Brown and the pension fund conducted a series of public negotiating sessions in 2014 that produced a new pension package that ultimately met its demise at the Wednesday night City Council meeting.

Lee’s lawsuit went farther than Denton’s.

Lee asked Beverly to find that the city violated the Sunshine Law going all the way back to when John Delaney was mayor and the City Council approved the 30-year agreement in 2001.

Lee also contended the city violated the Sunshine Law during John Peyton’s term as mayor when the city amended the agreement several times and Peyton tried in 2011 for a major overhaul of pension benefits.

Beverly agreed that violations of the Sunshine Law made the 30-year agreement invalid from the get-go. His ruling does not immediately make any changes in pension benefits, saying instead that the “status quo” remains until the city achieves changes through the collective bargaining process as regulated by state law.

The pension fund has said repeatedly it is not a collective bargaining entity, so Beverly’s ruling would appear to prevent the pension fund from being involved in future negotiations, particularly since Beverly says there no longer is a valid agreement between the city and the pension fund.

Beverly’s order heightens the ramifications of the pension fund’s attempt to overturn the 1st District Court of Appeal’s ruling in the Denton case. If the Supreme Court agrees with the pension fund, that also would undercut the legal basis for Beverly voiding the existing agreement.

Chris Hand, chief of staff for Brown, wrote in an email Thursday to former members of a pension reform task force that Beverly’s order would not have affected the pension legislation that the council rejected Wednesday night. He said that legislation was based on negotiating sessions done in public.

Dees said he was watching the online live stream of the council debating the pension legislation Wednesday when his secretary handed him Beverly’s ruling, which had arrived in the mail.

He said the thought that hit him was, “It’s going to end the debate between the council members about how to handle the 30-year agreement.”

The pension legislation would have shortened the existing agreement by allowing the council to impose further benefit cuts on new hires in three years and on existing police and firefighters in 10 years.

Pension fund board members called that a major concession since the existing agreement goes through 2030.

But some City Council members said anything longer than three years violates state law that limits collective bargaining benefits to three years.
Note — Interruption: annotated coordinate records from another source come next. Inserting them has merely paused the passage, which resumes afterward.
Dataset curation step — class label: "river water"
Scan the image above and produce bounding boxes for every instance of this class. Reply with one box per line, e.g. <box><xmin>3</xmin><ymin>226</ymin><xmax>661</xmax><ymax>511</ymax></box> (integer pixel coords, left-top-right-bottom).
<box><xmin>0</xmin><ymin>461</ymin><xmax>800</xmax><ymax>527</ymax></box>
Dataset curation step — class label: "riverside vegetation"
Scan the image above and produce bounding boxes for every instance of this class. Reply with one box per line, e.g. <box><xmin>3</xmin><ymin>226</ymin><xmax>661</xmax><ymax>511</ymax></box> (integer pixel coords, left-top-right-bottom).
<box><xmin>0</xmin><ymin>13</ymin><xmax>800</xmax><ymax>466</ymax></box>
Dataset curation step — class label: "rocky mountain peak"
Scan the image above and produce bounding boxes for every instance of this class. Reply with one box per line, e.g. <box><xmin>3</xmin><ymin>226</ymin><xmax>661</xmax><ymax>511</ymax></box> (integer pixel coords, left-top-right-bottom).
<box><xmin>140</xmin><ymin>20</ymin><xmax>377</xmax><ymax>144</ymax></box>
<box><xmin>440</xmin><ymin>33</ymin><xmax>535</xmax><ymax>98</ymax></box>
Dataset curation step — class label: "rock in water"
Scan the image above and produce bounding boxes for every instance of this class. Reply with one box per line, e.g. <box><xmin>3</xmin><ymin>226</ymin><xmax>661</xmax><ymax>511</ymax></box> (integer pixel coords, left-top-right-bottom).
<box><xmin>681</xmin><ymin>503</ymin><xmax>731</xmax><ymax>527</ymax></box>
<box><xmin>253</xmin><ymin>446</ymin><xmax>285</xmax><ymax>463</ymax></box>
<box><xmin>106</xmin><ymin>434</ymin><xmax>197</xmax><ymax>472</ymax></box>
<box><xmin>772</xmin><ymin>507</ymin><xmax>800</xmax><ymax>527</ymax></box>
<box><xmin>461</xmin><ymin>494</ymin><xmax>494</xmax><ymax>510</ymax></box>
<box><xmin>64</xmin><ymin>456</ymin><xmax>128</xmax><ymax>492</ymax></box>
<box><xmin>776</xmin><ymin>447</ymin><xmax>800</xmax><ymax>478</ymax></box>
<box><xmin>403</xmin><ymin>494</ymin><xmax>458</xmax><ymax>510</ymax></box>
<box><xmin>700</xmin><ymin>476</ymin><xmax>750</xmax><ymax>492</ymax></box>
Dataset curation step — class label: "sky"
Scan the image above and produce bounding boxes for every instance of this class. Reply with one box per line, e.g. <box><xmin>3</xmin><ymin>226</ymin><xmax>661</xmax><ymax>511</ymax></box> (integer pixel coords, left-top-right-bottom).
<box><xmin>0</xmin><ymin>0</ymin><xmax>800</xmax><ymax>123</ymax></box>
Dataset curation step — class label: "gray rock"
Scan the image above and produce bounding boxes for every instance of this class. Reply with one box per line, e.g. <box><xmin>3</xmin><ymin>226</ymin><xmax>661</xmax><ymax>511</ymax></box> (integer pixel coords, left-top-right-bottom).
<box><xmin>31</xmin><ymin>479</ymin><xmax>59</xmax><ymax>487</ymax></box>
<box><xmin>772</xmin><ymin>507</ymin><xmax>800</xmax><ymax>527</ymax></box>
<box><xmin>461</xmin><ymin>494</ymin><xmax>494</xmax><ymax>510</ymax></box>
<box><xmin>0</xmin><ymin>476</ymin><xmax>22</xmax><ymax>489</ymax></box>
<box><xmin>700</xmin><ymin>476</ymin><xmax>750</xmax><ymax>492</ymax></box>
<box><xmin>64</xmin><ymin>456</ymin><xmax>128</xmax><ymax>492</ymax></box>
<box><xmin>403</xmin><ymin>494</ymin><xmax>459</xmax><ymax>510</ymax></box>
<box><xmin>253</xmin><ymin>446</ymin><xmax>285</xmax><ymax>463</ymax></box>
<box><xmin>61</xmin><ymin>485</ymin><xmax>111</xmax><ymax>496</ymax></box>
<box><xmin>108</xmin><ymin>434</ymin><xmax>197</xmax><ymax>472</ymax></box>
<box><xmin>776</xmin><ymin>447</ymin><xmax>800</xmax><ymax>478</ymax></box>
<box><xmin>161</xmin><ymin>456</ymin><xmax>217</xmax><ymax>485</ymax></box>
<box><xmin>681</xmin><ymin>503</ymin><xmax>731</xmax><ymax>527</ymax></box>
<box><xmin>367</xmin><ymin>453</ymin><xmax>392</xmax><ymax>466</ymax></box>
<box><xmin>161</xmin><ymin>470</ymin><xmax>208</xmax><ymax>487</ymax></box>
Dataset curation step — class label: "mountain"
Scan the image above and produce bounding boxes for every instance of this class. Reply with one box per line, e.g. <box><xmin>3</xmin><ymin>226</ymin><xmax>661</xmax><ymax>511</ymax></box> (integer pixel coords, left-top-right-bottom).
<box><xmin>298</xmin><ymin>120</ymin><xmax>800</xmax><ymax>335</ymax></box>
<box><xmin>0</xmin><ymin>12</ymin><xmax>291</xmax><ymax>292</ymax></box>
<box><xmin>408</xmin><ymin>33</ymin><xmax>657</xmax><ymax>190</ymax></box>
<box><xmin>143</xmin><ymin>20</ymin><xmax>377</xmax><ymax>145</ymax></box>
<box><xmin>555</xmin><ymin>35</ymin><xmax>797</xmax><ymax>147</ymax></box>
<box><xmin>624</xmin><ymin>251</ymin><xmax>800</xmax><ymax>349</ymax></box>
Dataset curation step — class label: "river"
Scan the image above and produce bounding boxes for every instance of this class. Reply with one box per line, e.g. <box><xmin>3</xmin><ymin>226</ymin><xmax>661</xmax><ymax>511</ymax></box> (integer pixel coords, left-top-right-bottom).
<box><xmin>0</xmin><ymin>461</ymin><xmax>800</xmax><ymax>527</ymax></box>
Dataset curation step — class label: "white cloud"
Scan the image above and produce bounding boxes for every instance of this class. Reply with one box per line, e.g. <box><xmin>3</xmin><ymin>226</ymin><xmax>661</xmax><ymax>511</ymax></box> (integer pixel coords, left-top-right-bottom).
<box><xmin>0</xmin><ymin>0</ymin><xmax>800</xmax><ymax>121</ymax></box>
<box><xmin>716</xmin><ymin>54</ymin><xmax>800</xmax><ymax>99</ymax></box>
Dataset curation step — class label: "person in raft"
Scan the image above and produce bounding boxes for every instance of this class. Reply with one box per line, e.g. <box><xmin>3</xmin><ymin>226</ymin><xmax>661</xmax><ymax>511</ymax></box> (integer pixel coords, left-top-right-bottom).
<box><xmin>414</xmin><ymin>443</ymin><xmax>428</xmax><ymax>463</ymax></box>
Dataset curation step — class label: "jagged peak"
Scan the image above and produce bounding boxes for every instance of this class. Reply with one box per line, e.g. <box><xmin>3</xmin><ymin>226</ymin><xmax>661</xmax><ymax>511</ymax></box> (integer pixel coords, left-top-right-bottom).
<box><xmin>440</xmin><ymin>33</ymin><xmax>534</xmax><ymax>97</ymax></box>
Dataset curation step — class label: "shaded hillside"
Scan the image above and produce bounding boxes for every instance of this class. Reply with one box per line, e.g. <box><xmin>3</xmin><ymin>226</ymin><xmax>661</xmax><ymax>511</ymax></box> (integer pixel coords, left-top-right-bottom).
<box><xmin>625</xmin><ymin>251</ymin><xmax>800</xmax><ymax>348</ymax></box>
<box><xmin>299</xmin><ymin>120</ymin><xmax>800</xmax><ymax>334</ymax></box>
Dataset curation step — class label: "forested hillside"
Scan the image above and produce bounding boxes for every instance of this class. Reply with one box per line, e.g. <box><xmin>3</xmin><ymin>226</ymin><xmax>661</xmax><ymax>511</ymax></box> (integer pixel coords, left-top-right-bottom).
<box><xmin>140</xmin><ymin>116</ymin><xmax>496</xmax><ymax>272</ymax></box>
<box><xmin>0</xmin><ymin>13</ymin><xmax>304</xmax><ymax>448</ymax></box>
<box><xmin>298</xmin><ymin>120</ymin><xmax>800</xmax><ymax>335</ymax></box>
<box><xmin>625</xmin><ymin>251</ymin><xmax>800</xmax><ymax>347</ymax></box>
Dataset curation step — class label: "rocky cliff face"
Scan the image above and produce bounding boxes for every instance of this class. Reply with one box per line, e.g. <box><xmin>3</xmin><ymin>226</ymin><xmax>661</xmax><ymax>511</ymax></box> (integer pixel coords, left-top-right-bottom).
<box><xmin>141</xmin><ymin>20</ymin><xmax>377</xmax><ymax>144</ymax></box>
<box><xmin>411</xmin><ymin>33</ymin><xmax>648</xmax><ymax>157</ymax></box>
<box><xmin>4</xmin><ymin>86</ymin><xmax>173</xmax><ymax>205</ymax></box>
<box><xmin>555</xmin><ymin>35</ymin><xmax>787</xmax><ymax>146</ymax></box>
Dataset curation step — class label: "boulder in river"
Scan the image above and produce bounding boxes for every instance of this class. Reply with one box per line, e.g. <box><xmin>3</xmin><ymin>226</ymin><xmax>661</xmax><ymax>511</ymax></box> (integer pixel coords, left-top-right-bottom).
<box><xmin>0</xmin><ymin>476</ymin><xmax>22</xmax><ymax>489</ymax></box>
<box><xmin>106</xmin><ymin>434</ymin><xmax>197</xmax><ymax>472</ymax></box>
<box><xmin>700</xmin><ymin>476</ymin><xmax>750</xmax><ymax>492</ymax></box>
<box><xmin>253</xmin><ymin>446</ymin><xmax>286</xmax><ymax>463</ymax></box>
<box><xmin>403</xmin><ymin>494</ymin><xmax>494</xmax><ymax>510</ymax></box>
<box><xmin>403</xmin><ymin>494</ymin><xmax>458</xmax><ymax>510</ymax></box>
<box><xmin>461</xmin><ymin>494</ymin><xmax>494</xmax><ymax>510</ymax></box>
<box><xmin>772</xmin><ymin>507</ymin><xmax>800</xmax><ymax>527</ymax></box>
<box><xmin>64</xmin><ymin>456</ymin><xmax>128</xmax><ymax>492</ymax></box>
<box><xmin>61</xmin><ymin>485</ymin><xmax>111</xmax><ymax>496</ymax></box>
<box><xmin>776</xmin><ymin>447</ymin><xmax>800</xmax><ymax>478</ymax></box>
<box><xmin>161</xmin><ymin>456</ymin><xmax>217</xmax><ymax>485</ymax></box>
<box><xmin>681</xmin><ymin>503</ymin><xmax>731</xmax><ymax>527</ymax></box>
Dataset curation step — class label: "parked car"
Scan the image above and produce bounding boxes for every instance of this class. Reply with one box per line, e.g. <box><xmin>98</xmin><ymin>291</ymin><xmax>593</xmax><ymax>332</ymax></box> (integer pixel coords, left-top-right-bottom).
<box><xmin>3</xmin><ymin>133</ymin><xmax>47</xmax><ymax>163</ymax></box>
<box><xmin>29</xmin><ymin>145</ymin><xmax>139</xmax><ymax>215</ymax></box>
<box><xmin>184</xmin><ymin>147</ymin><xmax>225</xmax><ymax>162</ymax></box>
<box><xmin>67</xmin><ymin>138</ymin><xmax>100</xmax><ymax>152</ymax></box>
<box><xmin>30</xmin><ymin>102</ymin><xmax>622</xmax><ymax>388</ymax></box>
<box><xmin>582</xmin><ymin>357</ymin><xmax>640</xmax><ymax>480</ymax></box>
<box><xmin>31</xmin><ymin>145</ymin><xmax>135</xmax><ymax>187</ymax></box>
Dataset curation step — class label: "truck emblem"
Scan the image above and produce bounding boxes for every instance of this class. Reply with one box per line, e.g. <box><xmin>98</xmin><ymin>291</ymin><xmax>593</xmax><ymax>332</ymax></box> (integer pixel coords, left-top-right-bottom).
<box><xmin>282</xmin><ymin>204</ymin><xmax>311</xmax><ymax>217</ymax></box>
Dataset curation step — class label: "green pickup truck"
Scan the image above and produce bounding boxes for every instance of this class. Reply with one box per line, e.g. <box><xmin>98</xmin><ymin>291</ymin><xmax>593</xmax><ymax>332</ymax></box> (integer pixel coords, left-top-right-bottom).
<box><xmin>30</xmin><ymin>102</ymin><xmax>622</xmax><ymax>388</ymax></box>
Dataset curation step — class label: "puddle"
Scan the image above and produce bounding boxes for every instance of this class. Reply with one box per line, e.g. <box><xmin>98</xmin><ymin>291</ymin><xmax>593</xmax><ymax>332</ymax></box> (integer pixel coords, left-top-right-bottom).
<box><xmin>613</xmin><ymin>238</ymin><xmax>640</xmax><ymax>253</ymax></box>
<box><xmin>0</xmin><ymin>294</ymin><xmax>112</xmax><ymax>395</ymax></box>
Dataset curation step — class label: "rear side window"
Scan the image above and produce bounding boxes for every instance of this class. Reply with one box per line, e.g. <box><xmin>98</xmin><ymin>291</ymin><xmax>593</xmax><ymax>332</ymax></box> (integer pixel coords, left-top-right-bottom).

City attorneys have said that didn’t apply to the pension bill because the talks between Brown and Keane involved changing an existing contract, rather than collective bargaining.

City Councilman Bill Gulliford, who opposed the pension bill, said Beverly’s ruling “changes the whole dynamic. What if we had passed something last night?”

He said Lee’s persistence paid off.

“I think the city owes him an irreparable debt of gratitude,” Gulliford said. “He took a lot of abuse and hung in there.”

City Council President Clay Yarborough said the city shouldn’t try to appeal Beverly’s order. The city already has decided against appealing the Denton decision to the Florida Supreme Court.

DeCamp said city attorneys need to complete their review before a decision is made on whether to appeal Lee’s lawsuit. City attorneys also are researching what options are available to bring pension legislation back up after the Wednesday defeat.

According to City Council rules, legislation on the same matter cannot come back for at least a year unless it’s “substantially changed.”

The version rejected this week was based on the existing 30-year agreement, so future legislation that doesn’t refer to that agreement would be a change. The question for any future legislation would hinge on the meaning of “substantial,” which isn’t defined by city ordinance and is a matter of interpretation on a case-by-case basis.

General Counsel Jason Gabriel said “substantially changed” could apply to “a variety of matters or provisions in a given bill.”

“The legislative process is not in any way foreclosed at this point in time,” he said.

He said the council ultimately interprets its rules. He said the opinions of his office “are certainly given great weight and consideration by council when they make such deliberations. Also, remember that such council rules can be waived as well.”